RIT to return downtown with gallery space at Sibley Square
Rochester Institute of Technology’s College of Art and Design is moving its gallery space to the Sibley building in downtown Rochester.
The new RIT City Art Space, opening in the fall, will be located on the first floor of the Sibley building. It will add a new art, educational and event spot to the Midtown/East End district at the corners of East Avenue, Main and Franklin streets. The move connects the university with a redeveloping part of the city and marks a significant return to downtown Rochester for RIT, which relocated its main campus to Henrietta 50 years ago.
“I’m excited to see that this important development for the College of Art and Design, the university and the City of Rochester is coming to fruition,” said RIT President David Munson. “We have so much creative richness and ingenuity that we wish to share with a vibrant downtown that is enjoying an economic and cultural renaissance.”

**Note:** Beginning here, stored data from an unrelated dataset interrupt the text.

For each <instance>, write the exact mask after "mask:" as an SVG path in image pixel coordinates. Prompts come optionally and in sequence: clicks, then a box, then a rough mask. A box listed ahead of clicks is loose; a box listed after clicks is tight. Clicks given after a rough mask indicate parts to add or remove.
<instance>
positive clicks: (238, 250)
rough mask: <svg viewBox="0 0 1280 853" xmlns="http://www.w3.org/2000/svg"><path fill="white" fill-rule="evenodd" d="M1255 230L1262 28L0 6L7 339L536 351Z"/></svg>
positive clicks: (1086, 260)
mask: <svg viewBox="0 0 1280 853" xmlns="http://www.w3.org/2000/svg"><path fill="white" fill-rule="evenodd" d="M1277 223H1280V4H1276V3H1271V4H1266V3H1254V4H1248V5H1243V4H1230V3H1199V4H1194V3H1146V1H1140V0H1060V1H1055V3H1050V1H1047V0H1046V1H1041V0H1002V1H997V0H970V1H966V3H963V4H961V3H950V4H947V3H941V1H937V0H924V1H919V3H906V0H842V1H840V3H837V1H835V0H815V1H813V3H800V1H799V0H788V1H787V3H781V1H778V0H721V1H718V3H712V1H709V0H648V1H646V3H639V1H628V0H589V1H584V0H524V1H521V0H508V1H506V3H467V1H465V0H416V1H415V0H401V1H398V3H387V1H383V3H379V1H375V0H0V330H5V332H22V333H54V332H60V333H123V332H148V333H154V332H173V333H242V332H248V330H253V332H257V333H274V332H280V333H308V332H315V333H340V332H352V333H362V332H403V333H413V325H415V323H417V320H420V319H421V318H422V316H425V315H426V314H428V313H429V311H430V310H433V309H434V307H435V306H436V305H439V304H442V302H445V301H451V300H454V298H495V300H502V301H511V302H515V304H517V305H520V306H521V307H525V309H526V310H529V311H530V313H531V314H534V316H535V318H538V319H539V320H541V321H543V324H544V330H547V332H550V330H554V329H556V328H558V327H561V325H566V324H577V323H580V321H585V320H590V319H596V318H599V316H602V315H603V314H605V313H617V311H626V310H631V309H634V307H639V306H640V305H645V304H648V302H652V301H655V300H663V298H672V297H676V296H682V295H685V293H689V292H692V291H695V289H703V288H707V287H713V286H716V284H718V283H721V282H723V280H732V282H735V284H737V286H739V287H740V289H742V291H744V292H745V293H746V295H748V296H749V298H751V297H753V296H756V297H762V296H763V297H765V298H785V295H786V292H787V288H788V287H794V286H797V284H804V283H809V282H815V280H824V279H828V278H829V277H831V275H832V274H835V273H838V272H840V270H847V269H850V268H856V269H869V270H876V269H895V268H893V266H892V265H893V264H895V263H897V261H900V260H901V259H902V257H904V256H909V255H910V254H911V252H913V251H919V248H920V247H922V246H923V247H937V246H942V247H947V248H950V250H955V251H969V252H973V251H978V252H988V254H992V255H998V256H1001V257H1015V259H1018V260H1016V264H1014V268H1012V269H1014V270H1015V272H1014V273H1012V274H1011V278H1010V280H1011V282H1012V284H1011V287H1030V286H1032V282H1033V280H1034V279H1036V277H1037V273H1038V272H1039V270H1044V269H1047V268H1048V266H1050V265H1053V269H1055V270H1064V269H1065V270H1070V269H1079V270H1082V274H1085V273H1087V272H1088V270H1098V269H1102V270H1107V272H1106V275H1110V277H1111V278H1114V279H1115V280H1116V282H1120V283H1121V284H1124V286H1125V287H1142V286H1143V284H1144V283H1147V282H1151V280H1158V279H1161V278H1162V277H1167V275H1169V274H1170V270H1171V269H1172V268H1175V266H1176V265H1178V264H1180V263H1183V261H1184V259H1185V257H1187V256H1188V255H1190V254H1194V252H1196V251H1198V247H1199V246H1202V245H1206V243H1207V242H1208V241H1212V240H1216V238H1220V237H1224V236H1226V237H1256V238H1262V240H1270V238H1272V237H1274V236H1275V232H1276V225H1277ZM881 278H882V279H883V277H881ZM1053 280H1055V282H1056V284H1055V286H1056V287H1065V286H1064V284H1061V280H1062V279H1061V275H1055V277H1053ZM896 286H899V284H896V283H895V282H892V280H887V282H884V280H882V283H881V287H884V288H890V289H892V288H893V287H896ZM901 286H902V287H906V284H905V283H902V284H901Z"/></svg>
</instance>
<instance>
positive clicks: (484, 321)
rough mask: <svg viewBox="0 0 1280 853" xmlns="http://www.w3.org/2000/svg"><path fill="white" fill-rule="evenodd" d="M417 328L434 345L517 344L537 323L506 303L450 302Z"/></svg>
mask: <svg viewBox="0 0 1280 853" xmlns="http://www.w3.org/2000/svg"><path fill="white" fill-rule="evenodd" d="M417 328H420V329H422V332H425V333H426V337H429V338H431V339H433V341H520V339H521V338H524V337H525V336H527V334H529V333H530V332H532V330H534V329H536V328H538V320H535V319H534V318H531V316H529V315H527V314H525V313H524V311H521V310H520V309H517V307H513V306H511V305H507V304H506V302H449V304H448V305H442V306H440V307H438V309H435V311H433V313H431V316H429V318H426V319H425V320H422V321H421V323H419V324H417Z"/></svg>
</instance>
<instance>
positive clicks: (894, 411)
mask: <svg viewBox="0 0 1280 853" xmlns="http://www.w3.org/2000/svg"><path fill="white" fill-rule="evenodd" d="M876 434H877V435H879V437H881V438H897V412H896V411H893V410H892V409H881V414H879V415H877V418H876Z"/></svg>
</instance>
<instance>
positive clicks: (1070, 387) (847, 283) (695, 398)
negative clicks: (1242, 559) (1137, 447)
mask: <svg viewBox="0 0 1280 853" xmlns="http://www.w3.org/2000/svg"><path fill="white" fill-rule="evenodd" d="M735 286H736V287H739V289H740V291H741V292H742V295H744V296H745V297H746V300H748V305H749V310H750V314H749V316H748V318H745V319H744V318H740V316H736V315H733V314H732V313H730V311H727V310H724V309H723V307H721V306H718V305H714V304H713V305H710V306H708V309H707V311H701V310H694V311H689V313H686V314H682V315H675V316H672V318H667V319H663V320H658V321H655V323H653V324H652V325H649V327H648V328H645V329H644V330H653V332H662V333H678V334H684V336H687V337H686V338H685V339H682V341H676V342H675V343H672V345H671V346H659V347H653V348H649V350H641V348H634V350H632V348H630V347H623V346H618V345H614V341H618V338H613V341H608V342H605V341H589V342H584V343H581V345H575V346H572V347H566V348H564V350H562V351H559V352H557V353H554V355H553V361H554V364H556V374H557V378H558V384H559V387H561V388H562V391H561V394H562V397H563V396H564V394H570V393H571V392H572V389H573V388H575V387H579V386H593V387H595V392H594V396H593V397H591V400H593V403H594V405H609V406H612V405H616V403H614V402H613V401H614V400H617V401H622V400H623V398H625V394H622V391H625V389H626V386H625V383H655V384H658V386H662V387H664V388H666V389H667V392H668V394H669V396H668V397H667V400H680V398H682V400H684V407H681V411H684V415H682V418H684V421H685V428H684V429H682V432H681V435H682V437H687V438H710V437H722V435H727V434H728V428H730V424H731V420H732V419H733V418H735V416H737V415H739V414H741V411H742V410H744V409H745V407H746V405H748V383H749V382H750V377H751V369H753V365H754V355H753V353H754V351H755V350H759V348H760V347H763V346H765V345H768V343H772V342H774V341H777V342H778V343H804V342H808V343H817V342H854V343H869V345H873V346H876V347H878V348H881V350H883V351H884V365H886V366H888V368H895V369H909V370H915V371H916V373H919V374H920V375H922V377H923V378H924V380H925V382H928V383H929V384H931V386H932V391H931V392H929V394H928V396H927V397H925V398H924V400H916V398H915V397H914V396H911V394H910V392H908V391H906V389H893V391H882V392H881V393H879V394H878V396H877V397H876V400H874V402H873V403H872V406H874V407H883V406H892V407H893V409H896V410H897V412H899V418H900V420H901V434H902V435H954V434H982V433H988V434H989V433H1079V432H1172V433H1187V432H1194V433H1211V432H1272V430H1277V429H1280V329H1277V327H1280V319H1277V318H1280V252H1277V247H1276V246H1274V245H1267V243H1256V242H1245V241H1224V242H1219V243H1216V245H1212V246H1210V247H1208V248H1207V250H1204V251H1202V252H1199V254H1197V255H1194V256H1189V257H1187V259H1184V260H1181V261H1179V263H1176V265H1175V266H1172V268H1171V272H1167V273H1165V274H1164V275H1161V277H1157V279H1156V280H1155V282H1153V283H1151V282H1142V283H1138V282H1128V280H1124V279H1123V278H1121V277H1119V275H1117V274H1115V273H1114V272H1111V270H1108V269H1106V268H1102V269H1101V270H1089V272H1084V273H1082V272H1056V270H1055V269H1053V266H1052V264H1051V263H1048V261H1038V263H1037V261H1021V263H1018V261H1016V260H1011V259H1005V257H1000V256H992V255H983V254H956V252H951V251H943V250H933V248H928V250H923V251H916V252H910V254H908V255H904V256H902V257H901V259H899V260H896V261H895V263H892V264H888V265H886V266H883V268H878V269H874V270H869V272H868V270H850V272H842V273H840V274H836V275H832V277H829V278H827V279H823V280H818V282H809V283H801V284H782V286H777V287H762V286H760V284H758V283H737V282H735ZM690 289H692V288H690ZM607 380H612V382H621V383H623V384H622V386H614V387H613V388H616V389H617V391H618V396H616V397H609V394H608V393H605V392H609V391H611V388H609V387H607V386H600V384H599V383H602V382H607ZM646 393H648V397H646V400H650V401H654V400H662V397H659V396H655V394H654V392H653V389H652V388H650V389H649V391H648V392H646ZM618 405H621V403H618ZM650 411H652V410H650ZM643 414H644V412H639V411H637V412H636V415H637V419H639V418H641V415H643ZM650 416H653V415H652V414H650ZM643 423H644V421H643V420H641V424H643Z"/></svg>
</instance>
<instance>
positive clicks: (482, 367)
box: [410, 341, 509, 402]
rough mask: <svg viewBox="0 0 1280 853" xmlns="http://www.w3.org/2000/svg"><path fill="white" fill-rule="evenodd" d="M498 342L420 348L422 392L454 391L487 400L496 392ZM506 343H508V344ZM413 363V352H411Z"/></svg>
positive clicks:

While RIT City Art Space—like the college’s former Gallery r—will continue to serve as a gallery and exhibition venue for College of Art and Design students, faculty, alumni and visiting artists, the new space in Sibley Square will provide a creative platform for other events and programming that will increase outreach and engagement with alumni, K-12 populations and the downtown community at large.
In addition to further demonstrating RIT’s commitment to experiential learning and social engagement—part of the university’s new strategic plan—the new location will give the college and university a high-profile presence at highly popular events such as the KeyBank Rochester Fringe Festival (for which RIT is a major educational sponsor) and the CGI Rochester International Jazz Festival.
It also will enable the college to engage alumni who have positive associations with RIT’s downtown campus many years ago, and the college to develop programming and educational opportunities for underserved, at-risk and continuing-education populations.
In the meantime, students in the college’s interior design program plan to use the move as an opportunity to develop innovative solutions for flexible space usage.